|

Tuesday, December 14, 2004

I had a teacher in graduate school named Dennis. Our round of graduate students had gotten in the habit of calling him The Buddha. I think the term of endearment was meant to signify his inscrutable nature. He’s a semi scruffy, Birkenstock wearing, Wallace Stephens loving guy.

After I was long out of the program I heard that one of his classes went south with learning style tension to such a degree that the students staged a mid class fire drill to change seats without explanation. I see this as a comment on the quality of student rather than instruction. Dennis is one of the most brilliant people I have ever had the honor of knowing and it saddens me immensely to think of him as being so under appreciated.

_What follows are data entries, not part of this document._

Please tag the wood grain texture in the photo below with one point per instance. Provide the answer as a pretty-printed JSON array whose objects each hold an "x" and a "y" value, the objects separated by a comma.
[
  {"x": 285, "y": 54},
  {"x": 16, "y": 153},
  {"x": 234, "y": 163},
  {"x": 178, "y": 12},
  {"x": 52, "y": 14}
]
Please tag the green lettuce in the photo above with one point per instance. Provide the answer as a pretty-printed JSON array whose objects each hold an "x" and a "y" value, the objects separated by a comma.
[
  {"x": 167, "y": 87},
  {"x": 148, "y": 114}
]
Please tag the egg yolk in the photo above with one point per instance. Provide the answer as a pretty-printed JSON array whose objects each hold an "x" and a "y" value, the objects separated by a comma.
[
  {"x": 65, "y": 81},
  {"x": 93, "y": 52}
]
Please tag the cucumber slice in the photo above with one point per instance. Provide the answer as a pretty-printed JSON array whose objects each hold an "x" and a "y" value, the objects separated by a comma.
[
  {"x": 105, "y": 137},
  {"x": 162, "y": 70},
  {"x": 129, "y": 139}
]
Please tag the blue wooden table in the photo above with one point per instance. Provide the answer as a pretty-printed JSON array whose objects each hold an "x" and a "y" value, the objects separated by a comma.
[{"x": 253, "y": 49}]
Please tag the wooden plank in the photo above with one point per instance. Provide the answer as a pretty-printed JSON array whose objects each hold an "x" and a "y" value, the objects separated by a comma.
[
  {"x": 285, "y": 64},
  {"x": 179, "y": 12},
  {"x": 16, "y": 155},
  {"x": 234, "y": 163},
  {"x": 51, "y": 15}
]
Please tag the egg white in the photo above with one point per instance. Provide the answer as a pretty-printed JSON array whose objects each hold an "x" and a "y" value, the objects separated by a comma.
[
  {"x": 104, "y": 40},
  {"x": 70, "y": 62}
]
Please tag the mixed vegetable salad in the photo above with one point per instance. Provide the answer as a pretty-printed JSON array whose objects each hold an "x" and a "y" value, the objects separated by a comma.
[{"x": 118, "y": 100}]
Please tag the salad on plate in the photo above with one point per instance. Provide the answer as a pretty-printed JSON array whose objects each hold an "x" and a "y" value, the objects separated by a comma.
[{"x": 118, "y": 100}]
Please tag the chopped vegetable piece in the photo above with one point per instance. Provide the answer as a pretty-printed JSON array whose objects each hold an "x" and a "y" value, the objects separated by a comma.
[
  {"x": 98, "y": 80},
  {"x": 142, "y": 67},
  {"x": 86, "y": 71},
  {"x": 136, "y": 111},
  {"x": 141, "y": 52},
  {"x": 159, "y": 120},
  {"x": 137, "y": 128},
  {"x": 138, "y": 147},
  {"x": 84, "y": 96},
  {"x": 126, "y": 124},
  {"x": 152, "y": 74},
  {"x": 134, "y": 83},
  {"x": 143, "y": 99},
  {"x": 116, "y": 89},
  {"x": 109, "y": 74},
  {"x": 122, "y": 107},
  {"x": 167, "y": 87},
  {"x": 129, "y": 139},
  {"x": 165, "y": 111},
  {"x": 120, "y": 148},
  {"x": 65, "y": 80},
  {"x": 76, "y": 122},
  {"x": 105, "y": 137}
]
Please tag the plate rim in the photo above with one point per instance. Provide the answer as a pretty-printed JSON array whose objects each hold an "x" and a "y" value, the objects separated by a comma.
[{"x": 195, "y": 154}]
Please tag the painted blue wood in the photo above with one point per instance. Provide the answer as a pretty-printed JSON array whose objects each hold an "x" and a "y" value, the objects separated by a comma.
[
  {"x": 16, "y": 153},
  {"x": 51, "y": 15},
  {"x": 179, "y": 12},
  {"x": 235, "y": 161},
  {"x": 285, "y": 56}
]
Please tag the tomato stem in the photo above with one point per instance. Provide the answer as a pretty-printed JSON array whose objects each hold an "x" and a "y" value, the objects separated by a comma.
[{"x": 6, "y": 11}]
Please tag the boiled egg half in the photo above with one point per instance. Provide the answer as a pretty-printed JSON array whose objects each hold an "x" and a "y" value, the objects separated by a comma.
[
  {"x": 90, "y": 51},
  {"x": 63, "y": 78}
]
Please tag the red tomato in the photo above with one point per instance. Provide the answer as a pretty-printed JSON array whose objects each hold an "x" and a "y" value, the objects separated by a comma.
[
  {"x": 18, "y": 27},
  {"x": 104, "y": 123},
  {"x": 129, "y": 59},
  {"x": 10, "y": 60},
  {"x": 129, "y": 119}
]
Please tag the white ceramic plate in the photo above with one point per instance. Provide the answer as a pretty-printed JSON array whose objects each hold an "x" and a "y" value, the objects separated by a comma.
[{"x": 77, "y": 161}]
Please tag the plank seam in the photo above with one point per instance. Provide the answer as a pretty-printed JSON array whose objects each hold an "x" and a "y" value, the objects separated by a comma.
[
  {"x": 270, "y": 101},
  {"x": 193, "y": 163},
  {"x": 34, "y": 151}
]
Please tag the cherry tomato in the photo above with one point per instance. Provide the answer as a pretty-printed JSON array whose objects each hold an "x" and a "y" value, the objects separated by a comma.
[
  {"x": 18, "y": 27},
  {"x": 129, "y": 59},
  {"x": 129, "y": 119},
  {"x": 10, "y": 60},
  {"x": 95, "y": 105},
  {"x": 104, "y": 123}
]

The Buddha was fond of exploring the Greek and Latin roots of words to unpack hidden meanings. I took a seminar with him on Joyce and contemporaries in which he gave five or maybe six lectures, the rest of the class was student presentations. If I had it to do over I would have tape recorded each of those lectures when the mostly quiet man gave up the façade of letting the students make their own connections and really held forth with his own scholarship. His lecture on the evolving depictions of hell in the Western artistic tradition is still bouncing around inside my cranium.

He was fond of talking about Techne – the Greek word for art – or for thing made. “Relate that,” he would say, “to the Greek word poiein, which becomes the modern poet or maker.” He had an innate sense for the metaphorical richness of language. “Understanding is a combination of two words used to refer to bridge construction, the arches underneath that support the span above are the understanding, that which stands under. The obvious associations of crossing the chasm from confusion to knowledge, or innocence to experience come later and the earlier structural meaning falls away.”

I wanted to write a little about Techne and technology, but let’s leave that for another day – today let’s just think fondly of Dennis sitting inscrutably in his office awash with the pleasures of reading for a living.